Bulle & Bär
Die Zeit nach Harry

Harry Potter und die Sucht nach neuen Bestmarken: In den Geschäften der britischen Supermarktkette WH Smith gingen am Montag in der ersten Stunde des Verkaufs 13 Bände pro Sekunde über die Ladentheke.

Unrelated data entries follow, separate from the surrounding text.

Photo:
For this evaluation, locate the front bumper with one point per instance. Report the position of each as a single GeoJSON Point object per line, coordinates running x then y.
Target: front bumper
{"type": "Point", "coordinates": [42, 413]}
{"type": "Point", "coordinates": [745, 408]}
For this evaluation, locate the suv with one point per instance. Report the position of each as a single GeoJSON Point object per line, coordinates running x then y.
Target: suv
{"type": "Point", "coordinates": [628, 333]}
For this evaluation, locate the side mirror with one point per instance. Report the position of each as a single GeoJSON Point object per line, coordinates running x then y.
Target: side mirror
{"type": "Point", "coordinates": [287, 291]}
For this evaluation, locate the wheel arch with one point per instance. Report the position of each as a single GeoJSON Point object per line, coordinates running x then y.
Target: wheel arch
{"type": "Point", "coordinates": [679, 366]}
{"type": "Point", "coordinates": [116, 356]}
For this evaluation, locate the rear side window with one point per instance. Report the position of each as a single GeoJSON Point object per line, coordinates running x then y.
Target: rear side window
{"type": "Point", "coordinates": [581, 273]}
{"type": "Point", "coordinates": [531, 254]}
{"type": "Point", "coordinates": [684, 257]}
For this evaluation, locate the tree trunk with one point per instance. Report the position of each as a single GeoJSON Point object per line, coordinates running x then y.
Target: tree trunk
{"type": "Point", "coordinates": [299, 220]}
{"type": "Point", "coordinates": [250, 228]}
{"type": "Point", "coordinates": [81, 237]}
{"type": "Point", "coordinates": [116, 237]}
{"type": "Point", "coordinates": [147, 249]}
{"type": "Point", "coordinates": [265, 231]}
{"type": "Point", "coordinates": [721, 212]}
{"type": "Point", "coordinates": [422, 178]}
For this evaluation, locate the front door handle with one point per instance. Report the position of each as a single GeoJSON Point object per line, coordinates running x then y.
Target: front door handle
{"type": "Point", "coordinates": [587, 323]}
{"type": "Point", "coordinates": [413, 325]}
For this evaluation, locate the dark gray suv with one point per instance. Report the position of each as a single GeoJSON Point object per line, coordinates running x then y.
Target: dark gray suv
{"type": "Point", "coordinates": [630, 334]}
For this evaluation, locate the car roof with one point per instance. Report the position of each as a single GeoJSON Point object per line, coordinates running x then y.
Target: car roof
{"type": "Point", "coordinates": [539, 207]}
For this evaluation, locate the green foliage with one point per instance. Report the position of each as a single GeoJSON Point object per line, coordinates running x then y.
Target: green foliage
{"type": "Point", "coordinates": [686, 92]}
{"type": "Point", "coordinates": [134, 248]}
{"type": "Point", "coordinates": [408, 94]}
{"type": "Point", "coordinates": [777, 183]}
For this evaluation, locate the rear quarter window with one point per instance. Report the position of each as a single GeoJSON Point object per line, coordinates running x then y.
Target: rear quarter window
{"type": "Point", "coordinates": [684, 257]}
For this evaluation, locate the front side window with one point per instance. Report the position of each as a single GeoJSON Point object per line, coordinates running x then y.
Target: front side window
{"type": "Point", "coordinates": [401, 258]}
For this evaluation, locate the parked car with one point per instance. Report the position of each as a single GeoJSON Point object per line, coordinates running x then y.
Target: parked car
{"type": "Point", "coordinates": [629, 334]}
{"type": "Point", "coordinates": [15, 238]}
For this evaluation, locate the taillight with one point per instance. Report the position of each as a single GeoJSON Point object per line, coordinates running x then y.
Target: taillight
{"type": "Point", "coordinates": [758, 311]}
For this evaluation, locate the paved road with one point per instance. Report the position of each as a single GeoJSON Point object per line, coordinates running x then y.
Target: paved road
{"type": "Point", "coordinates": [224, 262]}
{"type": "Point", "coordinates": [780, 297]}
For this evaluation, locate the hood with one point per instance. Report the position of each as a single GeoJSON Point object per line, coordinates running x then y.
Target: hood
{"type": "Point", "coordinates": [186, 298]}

LONDON. Die Startauflage von „Harry Potter und der Halbblut-Prinz“ liegt bei 13,5 Millionen Exemplaren – und damit um mehr als die Hälfte höher als beim vorherigen Band. In den USA und Großbritannien verkaufte sich das neue Werk der Autorin JK Rowling am ersten Tag neun Millionen Mal. Der Internet-Buchhändler Amazon verzeichnete so viele Vorbestellungen wie noch nie. Der sechste Harry Potter hat auch diesmal die höchsten Erwartungen nicht enttäuscht. Selbst beim Inhalt soll er besser sein als sein Vorgänger „Harry Potter und der Orden des Phoenix“.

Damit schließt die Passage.